Why Rizal Day goes almost unnoticed
Rizal Day usually comes and goes almost unnoticed, a nonworking holiday overlooked by the public because it falls between Christmas and New Year’s Day.
Worse, the rites are set around 7:05 a.m., the recorded time Rizal’s life was snuffed out by a bullet, and are thus missed by citizens who sleep in late because it’s a holiday.
Congress once initiated a measure to move Rizal Day from Dec. 30, the date of his death, to June 19, the date of his birth, so that it would neatly fall a week after June 12, Independence Day. But that measure was unacted upon and ended up in the archives.
Rizal Day starts as early as 6 a.m., when a hardy group of men, the Knights of Rizal, gather in Fort Santiago wearing their trademark uniforms, some ornamented by sashes and an assortment of medals.
The Knights, their ladies and a youth group then walk solemnly from the gate of Fort Santiago to Bonifacio Drive toward the Rizal monument, tracing the martyr’s final walk to the place of execution on the morning of Dec. 30, 1896.
The Knights have to arrive in their designated space by the monument shortly before the official ceremony begins.
As the Knights begin the Rizal Walk, government officials gather by the iconic Luneta flagpole, the navel of the country—Kilometer Zero from which all distances in the archipelago are reckoned.
Marked on the ground are the positions of “VVIPs” (very very important persons), whose names or titles are arranged, by order of precedence, in relation to the president, who is guest of honor. Rizal Day has three components: the Philippine flag is raised, and then lowered to half-mast; the Philippine Airforce conducts a fly-by in Rizal’s honor, capped by the dropping of confetti and flowers from Air Force choppers onto the monument; and the laying of wreaths by the monument that many people forget is actually a tomb.
Rizal’s remains lie somewhere under tons of bronze and granite.
The highlight of the ceremony should fall around 7:05 a.m., and is marked by the firing of cannons and the most eerie sound you will ever hear wafting from Manila Bay.
This unusual sound comes from all the foghorns and whistles blaring from ships docked on the harbor. When the president is absent or is represented, the rites are downgraded and certain parts of the program like full arrival honors and a gun salute are omitted. If the president is absent, there will be less jostling for position and social-climbing around the flagpole.
From the time the guest of honor is received to the time he or she leaves takes about 25 minutes, or half an hour maximum. This short moving ceremony, to honor the man who is considered the Father of the Nation, is one of the duties of the president.
Joseph Estrada was a no-show once, and his spokesperson’s excuse was that Rizal Day was not on the president’s schedule for that day! At least that spokesperson was truthful.
This year, the President was earlier announced as a no-show, and rather than making up a decent excuse, the spokesperson flippantly said, “Palagi naman na daw nagpupunta sa Luneta, iba naman.” Adding insult to injury, the spokesperson remarked: “Ang dami naman nating heroes.” (President Duterte eventually changed his mind and led the Rizal Day rites in Davao City.)

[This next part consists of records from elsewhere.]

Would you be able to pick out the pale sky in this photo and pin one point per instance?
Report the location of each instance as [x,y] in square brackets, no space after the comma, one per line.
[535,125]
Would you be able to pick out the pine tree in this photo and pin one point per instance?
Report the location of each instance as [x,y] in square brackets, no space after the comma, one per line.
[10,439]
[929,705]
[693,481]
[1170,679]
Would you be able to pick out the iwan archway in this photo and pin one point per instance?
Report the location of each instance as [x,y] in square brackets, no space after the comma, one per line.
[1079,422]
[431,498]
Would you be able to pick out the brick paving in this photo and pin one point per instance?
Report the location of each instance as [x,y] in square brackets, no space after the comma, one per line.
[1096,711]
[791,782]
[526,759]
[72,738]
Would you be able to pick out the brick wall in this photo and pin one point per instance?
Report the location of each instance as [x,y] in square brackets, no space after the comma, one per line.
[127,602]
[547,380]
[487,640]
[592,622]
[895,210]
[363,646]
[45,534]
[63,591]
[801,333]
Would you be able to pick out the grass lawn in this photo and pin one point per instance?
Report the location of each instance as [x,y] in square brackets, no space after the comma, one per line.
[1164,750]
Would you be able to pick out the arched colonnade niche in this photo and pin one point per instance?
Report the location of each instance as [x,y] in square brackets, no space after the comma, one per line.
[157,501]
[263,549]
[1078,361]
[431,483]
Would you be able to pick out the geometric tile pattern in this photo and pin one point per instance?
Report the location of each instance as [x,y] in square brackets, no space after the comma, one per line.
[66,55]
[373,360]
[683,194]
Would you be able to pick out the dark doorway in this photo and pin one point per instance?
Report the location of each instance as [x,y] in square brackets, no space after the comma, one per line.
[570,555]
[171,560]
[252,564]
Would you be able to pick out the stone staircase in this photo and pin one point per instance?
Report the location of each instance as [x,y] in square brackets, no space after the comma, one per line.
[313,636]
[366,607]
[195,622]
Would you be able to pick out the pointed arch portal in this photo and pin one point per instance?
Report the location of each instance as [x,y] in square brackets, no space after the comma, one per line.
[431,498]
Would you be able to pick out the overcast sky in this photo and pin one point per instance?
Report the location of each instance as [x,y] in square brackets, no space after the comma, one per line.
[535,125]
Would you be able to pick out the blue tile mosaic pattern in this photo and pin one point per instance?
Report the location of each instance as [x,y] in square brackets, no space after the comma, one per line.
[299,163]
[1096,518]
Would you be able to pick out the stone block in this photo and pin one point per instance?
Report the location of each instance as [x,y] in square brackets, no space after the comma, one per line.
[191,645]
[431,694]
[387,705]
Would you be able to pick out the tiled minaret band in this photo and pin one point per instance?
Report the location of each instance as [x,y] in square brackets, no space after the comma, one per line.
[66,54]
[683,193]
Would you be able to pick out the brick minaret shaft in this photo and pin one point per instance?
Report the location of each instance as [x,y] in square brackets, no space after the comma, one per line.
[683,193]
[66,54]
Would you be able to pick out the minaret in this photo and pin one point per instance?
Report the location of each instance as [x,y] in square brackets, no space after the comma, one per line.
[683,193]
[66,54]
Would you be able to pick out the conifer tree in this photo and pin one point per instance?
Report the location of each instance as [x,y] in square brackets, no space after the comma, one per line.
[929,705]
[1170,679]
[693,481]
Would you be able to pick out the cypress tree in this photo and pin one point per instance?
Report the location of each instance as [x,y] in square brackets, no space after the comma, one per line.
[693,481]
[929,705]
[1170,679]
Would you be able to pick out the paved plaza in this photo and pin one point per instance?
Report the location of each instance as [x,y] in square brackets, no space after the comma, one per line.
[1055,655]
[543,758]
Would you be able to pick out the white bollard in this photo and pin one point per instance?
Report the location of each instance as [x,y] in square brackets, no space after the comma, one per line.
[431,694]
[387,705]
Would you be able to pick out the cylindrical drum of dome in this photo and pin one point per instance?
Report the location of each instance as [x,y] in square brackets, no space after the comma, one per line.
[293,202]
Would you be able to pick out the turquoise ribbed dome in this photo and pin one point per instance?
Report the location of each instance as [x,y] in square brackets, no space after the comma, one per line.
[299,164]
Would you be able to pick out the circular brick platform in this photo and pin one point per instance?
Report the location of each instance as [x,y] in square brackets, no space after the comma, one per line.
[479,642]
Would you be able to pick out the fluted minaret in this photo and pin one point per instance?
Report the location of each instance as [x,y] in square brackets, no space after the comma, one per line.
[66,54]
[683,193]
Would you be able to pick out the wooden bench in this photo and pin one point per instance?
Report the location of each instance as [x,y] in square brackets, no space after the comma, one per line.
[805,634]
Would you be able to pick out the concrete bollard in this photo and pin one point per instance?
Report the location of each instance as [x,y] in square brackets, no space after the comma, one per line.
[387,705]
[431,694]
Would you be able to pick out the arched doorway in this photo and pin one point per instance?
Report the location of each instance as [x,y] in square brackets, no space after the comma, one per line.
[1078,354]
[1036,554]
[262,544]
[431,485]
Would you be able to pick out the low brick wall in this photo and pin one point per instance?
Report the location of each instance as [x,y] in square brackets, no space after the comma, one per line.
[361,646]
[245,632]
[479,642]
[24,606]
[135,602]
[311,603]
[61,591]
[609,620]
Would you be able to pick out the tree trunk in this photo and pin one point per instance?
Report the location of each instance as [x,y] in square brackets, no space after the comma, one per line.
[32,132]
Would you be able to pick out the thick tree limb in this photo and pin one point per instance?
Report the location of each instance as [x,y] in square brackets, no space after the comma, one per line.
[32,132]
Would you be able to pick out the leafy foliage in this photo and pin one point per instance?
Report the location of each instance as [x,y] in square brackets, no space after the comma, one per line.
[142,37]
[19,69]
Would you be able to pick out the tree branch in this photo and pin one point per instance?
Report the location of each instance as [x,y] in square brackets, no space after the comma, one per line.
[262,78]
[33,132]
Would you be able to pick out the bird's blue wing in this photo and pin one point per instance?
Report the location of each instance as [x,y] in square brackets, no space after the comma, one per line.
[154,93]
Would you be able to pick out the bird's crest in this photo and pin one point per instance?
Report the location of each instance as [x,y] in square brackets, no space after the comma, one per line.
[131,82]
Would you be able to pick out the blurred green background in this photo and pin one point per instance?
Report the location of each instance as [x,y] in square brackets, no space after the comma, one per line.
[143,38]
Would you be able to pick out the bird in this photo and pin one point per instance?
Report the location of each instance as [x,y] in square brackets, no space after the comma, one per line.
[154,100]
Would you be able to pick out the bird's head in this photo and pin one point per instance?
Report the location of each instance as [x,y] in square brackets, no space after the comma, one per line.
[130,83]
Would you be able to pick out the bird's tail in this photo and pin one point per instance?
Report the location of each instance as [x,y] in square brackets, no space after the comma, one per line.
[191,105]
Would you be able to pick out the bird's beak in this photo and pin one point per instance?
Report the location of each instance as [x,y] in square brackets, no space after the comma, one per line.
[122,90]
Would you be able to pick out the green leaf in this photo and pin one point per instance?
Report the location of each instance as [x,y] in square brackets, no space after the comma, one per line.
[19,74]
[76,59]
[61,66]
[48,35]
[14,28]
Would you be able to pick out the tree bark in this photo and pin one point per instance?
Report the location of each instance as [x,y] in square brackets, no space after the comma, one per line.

Perhaps the spokesperson should be reminded that other heroes are not forgotten and each has designated days in the calendar, marked either as national or local holidays. And to make sure nobody is forgotten, there is a catch-all “National Heroes Day” that falls on the fourth Monday of August each year.
The problem with official commemorations is that it goes by rote and ritual, making people forget rather than remember. Emilio Aguinaldo declared the first Rizal Day in 1898 when flags were flown at half-mast, black cloth was hung from houses, and races and other forms of merriment were not allowed as a sign of mourning.
Then the Americans came, appropriated Rizal, and turned Rizal Day into a time for baseball and agricultural and beauty queen contests.
I spent Rizal Day visiting Luneta and the Rizal Shrine in Fort Santiago, eavesdropping on people’s comments. While many were curious about Rizal’s life and legacy, they clearly had to unlearn many wrong things they picked up from school.
To appreciate Rizal, one has to read beyond the “Noli,” “Fili” and “Ultimo Adios” required in class. Rizal wrote far more, but unfortunately, Rizal wrote a lot for a nation that does not read him.